2011年2月20日日曜日

何の人生

 孝道さんは目鼻立ちの濃い人だ。
 明るくなった。目覚めて布団の中から窓の方を振り向いて一瞬ビクッとした。目と目が合ってしまったからだ。睫のくるっとした大きな瞳でこちらを見つめていたらしい。それだけでお互いに朝から大笑いだ。

 気をつけなさいよ。降った雪はいいけれど中の雪は凍っていて滑るから。

 南国の種子島にさえも降雪があった大晦日、関東以外の全国各地に大雪が降った。それで、盛岡市郊外で高原の藪川外川地区にも従来にはない重い雪が降ったと上野(うわの)さんは教えてくれた。ここは、本来豪雪地帯ではないので、寒さには強いが雪の重みには耐えられないという白樺のような木があちこちで折れ曲がり倒れていたのは異様な光景だった。

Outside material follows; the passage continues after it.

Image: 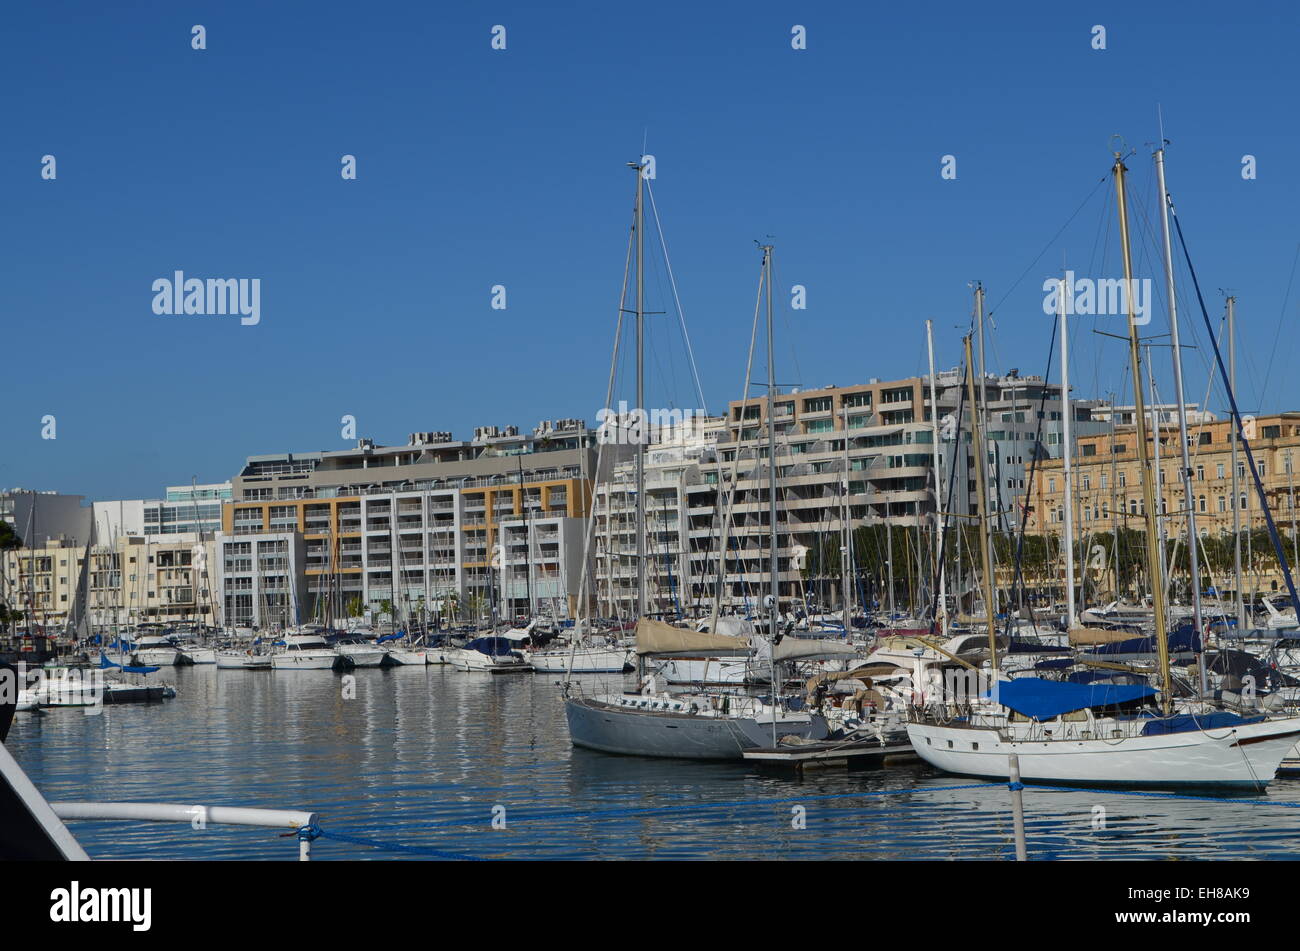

 歩きながらはたと思った。早朝の散歩に出たのはよいが、一面真っ白だ、帰りの道に迷ったらどうしようと。昨日の朝、Yさんを見送ったバス停が見えてきた。たいして歩いていないのだけれども引き返す。そうしたら、自分の足跡が雪道についている。万一迷ったらこの跡を辿って帰ればいいと。それにしても足跡はガニマタだ。

 先人の努力の末、とうの昔に電気も通じ、快適な道路も今では通っている。ここは、その昔、米はおろか作物もできかねる開拓地の寒村であったところだ。

 知れば知るほど伊藤勇雄さん(1898~1975年)はすごい人だったのだねと孝道さんは心から言う。まだ3度目の訪問だったけれども、なんだ「開拓の碑」を見たことがなかったのかと帰る日に案内してもらった。雪の積もった旧開拓村の中心部というところにあった。「夢無くして 何の人生ぞ」と伊藤勇雄の遺した言葉が記してあった。

 53歳で藪川へ入植した伊藤勇雄はさらに69歳で南米に移住する。弟登喜男に贈った色紙には、「君の夢が大きければ大きい程それは君の偉大さを示す」ともある。